Cordelia stared at her hands on the reins. They were not wealthy enough to have servants, and there was an outhouse beside the stable, not a water closet. She pressed on.
"Does your family think you're keeping secrets when you do?"
The silence went on long enough that Cordelia looked up, and realized that Ellen was giving her a very penetrating look. She had a pink, pleasant face and a kind manner, and it was unsettling to suddenly remember that kind did not mean stupid and Ellen had been talking to her for a long time.
"Oh, Cordelia…" said Ellen finally.
She reached out to touch Cordelia's arm, but Falada sidled at that moment, and Penny took a step to give him room, so they did not touch after all.

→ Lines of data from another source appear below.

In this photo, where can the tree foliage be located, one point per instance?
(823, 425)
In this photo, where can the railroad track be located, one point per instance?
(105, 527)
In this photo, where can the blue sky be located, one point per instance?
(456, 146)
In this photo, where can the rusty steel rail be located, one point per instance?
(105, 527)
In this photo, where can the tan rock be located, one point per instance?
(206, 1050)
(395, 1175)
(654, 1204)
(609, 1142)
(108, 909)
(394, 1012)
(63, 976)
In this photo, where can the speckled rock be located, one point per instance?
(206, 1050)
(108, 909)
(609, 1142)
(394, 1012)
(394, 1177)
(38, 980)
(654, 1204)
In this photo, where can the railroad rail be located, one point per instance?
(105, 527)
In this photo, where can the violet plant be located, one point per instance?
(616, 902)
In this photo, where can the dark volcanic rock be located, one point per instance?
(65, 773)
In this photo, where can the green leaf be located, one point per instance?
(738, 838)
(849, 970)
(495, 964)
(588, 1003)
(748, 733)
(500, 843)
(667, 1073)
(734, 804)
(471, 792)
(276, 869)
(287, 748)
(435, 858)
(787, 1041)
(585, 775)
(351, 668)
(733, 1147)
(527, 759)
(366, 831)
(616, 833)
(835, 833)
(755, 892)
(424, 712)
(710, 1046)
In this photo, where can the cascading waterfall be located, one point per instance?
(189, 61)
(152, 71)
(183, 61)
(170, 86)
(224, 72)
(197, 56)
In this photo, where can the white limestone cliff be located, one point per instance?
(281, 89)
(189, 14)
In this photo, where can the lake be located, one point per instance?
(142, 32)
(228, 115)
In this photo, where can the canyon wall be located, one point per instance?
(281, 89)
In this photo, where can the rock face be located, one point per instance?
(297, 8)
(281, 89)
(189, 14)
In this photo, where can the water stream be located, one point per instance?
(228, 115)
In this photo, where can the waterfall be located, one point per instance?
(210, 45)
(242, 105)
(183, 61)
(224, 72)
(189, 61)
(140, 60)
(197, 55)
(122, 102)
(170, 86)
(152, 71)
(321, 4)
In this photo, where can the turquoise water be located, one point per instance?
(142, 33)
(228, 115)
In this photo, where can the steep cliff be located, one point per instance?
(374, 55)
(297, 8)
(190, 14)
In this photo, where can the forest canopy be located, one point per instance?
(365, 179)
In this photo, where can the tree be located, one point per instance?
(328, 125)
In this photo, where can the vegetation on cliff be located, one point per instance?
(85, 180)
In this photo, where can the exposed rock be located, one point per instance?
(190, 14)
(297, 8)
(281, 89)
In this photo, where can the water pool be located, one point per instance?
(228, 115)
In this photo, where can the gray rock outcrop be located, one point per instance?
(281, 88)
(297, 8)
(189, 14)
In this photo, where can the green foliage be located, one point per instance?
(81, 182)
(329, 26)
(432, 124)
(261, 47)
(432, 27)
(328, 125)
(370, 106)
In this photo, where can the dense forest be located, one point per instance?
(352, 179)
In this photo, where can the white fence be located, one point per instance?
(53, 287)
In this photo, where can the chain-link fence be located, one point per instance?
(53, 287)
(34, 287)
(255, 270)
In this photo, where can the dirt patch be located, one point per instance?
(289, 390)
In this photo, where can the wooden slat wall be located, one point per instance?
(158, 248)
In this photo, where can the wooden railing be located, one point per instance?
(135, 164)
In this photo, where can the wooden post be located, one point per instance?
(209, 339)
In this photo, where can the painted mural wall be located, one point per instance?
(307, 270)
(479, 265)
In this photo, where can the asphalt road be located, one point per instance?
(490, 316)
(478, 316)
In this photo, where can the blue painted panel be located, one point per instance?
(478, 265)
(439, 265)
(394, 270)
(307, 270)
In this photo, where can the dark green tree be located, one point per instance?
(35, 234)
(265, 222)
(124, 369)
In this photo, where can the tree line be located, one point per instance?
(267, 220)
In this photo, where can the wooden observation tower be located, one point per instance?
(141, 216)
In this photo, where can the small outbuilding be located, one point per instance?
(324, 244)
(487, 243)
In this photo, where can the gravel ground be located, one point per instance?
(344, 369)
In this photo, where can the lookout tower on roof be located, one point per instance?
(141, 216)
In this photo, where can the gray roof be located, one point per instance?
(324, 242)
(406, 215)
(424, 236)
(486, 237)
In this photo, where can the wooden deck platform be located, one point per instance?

"Sorry," said Cordelia gruffly. She wanted to say Please don't think I'm strange, that was a strange question, I can tell, please don't stop talking to me, but she knew that would make it all even worse, so she didn't.
"It's all right," said Ellen. And then "It will be all right," which Cordelia knew wasn't the same thing at all.
Excerpted from A Sorceress Comes to Call by T. Kingfisher. Copyright © 2024 by T. Kingfisher. Excerpted by permission of Tor Books. All rights reserved. No part of this excerpt may be reproduced or reprinted without permission in writing from the publisher.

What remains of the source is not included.